Since Kale's appointment last week, Mike and I have been going over and over in our heads what to do next in terms of Kale and future surgery. His doc said what we thought she would--to start all over again with expanders. She also told us once again to do what we feel is best, even if that means to get a second opinion. Granted, finding one from someone who has experience with Kale's condition is going to be damn near impossible.

We know there is one doctor in Texas who has treated someone with cryptophthalmos (she actually has something called Fraser Syndrome) but we're thinking that no matter who we go to, or who we ask the recommendation will be the same: surgery and expanders.

But then I can't help but think of other parents stories of their kids (with microphthalmia and anophthalmia) and how they've managed to do without any type of prosthetics and they have no deformities. No caved in heads. Nothing is wrong with them at all. Which goes against everything doctors warn us about.


I think we're leaning towards no more surgeries---unless we start to notice any type of irregularities in Kale's growth in his facial area. Then we'll get back in touch with his doctor and go from there. We've been talking and talking about it and while we haven't made the definite decision, it does seem like that's where we're going. Otherwise, we're just going back to where we started from a year ago, and it just doesn't seem likely that anything is going to change. While we're being told it's a medical necessity, we can't help but think/feel it's not. It's all just for him to be able to wear prosthetics at some point. But I have no doubt that ten or fifteen years from now, if Kale tells us he want to go the route of wearing conformers or things of that nature, we will find someone who will make it happen for him. But for now, I think we're just going to try and let him enjoy growing into a toddler. Learning how to walk. Learning how to finally feed himself. Learning how to just be.

He's so handsome and such a happy boy (most of the time, anyway)--and it's obvious how much more comfortable he's been this last month or so without anything in his eyes. There's no redness, no irritation, no crustiness that just won't go away. And his eyelashes are finally growing back!

I just hope whatever decision we make, it's the right one and that we're not taking a huge risk...


Evie said...

KIM, You are a great mom. I just want to add my opinion, so many things in Anthony's life Doctors have told us have been BS. From he would never talk or read or even live (that was a fun one) And he has proved them all wrong. From my standpoint, Dr's are not all knowing, they are all guessing. Do what you think is best for your baby. He has been through a lot. MD stands for Mommy Doctor to me. Sometimes, we actually do know whats best. Kiss the sweet boy for me! Good luck with your decision.

Stella said...

We have been struggling with a similar decision for over a year now, and we just decided to move forward with surgery for Stella to get expanders.
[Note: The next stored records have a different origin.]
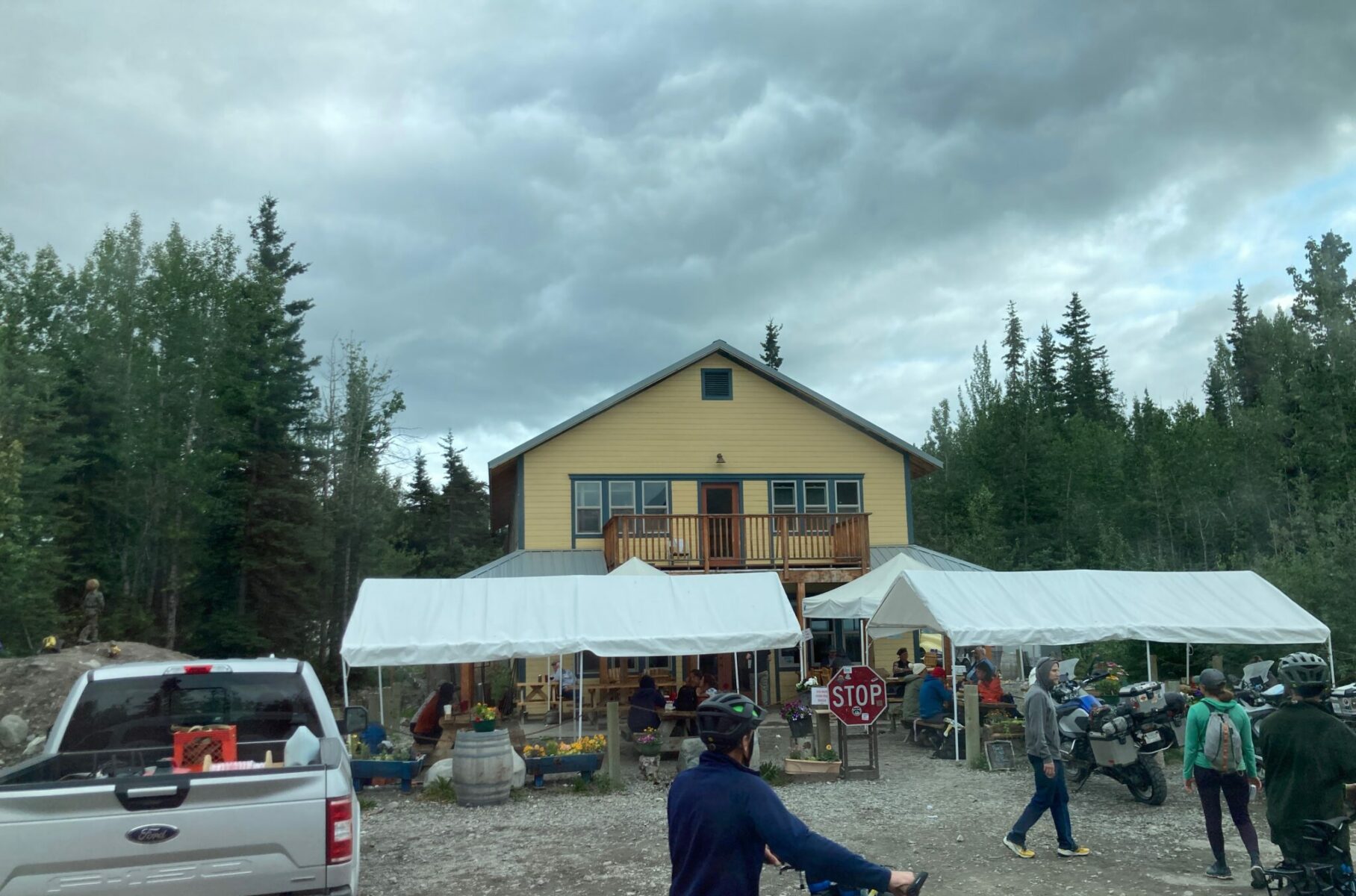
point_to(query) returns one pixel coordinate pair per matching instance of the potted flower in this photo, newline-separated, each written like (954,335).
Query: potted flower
(796,716)
(648,741)
(812,768)
(485,718)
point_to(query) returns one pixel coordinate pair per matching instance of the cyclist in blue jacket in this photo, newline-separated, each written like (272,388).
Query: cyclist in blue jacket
(724,821)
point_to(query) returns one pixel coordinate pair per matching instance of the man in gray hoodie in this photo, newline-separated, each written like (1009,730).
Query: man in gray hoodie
(1043,754)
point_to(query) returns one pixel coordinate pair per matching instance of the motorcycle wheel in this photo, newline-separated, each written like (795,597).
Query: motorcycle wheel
(1148,783)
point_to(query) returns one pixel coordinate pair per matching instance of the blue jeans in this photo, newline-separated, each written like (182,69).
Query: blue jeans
(1051,793)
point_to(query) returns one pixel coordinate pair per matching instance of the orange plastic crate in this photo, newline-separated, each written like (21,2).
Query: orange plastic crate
(191,746)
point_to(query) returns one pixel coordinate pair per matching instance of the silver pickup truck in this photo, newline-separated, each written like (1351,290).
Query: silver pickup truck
(102,812)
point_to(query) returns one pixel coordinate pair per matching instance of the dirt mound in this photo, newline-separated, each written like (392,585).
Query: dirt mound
(34,688)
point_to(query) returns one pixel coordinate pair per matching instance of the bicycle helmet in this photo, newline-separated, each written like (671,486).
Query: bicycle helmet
(726,719)
(1304,673)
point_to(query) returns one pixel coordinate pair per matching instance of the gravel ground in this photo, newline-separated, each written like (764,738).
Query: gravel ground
(922,814)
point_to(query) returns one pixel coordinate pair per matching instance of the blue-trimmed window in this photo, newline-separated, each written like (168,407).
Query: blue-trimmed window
(589,507)
(718,384)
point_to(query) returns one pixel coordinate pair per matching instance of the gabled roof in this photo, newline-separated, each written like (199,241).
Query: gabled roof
(924,462)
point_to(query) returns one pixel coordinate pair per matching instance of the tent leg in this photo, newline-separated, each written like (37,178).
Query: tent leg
(382,700)
(954,696)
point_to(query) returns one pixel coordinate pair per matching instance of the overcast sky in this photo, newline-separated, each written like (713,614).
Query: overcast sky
(525,208)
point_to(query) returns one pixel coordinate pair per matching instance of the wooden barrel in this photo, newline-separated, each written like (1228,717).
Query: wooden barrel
(482,768)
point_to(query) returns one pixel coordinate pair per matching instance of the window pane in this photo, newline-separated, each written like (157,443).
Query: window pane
(656,497)
(589,521)
(621,497)
(589,494)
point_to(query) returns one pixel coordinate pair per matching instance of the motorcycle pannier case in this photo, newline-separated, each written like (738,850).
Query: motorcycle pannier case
(1113,751)
(1344,701)
(1143,698)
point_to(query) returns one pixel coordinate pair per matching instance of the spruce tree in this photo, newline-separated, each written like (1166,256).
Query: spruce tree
(772,346)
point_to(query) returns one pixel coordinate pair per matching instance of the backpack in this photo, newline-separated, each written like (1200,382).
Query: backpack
(1223,746)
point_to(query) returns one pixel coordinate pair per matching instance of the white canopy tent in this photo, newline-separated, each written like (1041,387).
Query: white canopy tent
(427,621)
(435,621)
(1074,606)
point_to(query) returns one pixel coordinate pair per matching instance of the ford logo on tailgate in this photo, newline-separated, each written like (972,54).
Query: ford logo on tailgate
(152,834)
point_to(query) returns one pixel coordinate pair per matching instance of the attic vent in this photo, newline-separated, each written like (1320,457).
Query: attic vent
(718,384)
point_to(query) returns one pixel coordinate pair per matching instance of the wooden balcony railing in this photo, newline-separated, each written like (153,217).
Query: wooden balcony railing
(739,541)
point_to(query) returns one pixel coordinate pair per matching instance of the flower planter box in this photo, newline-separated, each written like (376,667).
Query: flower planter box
(585,765)
(811,769)
(367,771)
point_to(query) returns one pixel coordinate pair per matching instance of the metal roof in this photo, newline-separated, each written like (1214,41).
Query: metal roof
(935,559)
(523,564)
(927,461)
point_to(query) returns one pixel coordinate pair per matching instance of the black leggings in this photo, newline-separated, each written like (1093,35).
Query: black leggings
(1210,784)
I like to think that whatever choice we make is the right one, especially if it is well-researched, thought out, and if we are trusting our intuition. All we can do is make the best decision with the information we have, and then move forward with optimism. I don't believe in regrets. If the situation doesn't work out well, choose again in the future.

Hang in there, and enjoy watching Kale blossom as a toddler!

- Pauline (Stella's mom)

Heather BT said...

The children whose head's have caved in tend to be the ones who've had cancer, and the chemo and radiation damage the temple bones. Unfortunately, they are the children without eyes that Dr's see the most. I think that most kids with two pros. look more abnormal than if their eyes were simply left closed. If there is one eye, then the pros. are far more natural looking. If you want to see kids without pros. go to bethel china dot org. the foster home our daughter came from. Granted all the kids are Chinese, and Kale is not, but you'll see what it can look like at all different ages.